Sanders likely grasps the potential danger of alienating too many progressives. Despite the charges that the toxicity comes “from the top” of the Sanders campaign, Bloomberg News reports that Sanders has personally reached out to fellow senators and given “behind-the-scenes assurances” that he “understands the need for party unity.” If so, Sanders may be deliberately walking a tightrope: keeping his supporters animated to maximize his delegate count and his leverage, while preparing for the eventual pivot towards compromise in Philadelphia.
He may believe this is a safe line to walk, remembering the intense yet ephemeral acrimony of the 2008 campaign. The Washington Post’s Greg Sargent compared the polls from then and now and concluded that “the percentage of Clinton’s supporters in 2008 who seemed prepared to bolt was marginally larger than the percentage of Sanders supporters who now say the same.” However, there was no convention floor fight in 2008 to stoke the embers of disunity.
The ideological goals of Sanders and his voters both overlap and compete with the goal of Democratic harmony, complicating his strategic decision-making. But he could try to transcend the binary choice between confrontation and reconciliation.
If there’s one thing Sanders can’t stand, it’s a media distracted by food fights and ignoring matters of substance. Last August he challenged a reporter asking him about his differences with Clinton, saying, “[The] corporate media talks about all kinds of issues except the most important issues.
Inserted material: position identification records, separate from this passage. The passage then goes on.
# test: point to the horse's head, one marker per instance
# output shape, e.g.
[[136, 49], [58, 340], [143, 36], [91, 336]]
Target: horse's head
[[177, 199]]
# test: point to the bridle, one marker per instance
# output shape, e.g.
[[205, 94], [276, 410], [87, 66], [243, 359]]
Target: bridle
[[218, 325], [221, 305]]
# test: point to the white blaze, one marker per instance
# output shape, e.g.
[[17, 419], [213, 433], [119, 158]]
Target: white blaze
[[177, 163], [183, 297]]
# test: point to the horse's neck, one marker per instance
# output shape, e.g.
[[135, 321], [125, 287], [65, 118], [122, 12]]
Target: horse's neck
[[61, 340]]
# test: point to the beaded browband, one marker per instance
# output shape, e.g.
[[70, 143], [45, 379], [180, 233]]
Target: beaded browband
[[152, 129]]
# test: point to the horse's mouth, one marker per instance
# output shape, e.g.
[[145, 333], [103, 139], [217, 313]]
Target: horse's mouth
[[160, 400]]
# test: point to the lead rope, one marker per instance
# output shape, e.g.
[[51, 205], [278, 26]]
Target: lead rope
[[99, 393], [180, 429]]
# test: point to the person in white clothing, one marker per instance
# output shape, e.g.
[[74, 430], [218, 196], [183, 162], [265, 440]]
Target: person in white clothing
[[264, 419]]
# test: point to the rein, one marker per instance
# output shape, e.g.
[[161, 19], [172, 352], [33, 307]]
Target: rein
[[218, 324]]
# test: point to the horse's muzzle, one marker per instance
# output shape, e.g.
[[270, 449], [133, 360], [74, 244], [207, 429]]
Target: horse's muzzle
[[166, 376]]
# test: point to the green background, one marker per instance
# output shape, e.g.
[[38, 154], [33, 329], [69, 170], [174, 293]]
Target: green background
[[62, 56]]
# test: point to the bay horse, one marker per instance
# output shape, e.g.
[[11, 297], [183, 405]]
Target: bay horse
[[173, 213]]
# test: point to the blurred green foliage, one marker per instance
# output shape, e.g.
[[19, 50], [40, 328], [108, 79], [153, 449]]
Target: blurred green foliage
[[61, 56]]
OK? And time after time I’m being asked to criticize Hillary Clinton. That’s the sport that you guys like. The reason this campaign is doing well? Because we’re talking about the issues that impact the American people.”
Right now, the media is getting a lot of the sport it likes, and Sanders is getting a lot less of what he likes. He might consider delivering a speech on how giving reporters fodder for stories about discord only serves to take the spotlight away from income inequality and corporate influence over democracy – which would be a way to urge better behavior from his supporters without sounding like he’s scolding them.
Because if Bernie wants to own the moral high ground at the convention, he’ll need to return the focus of his campaign to the issues in its final days.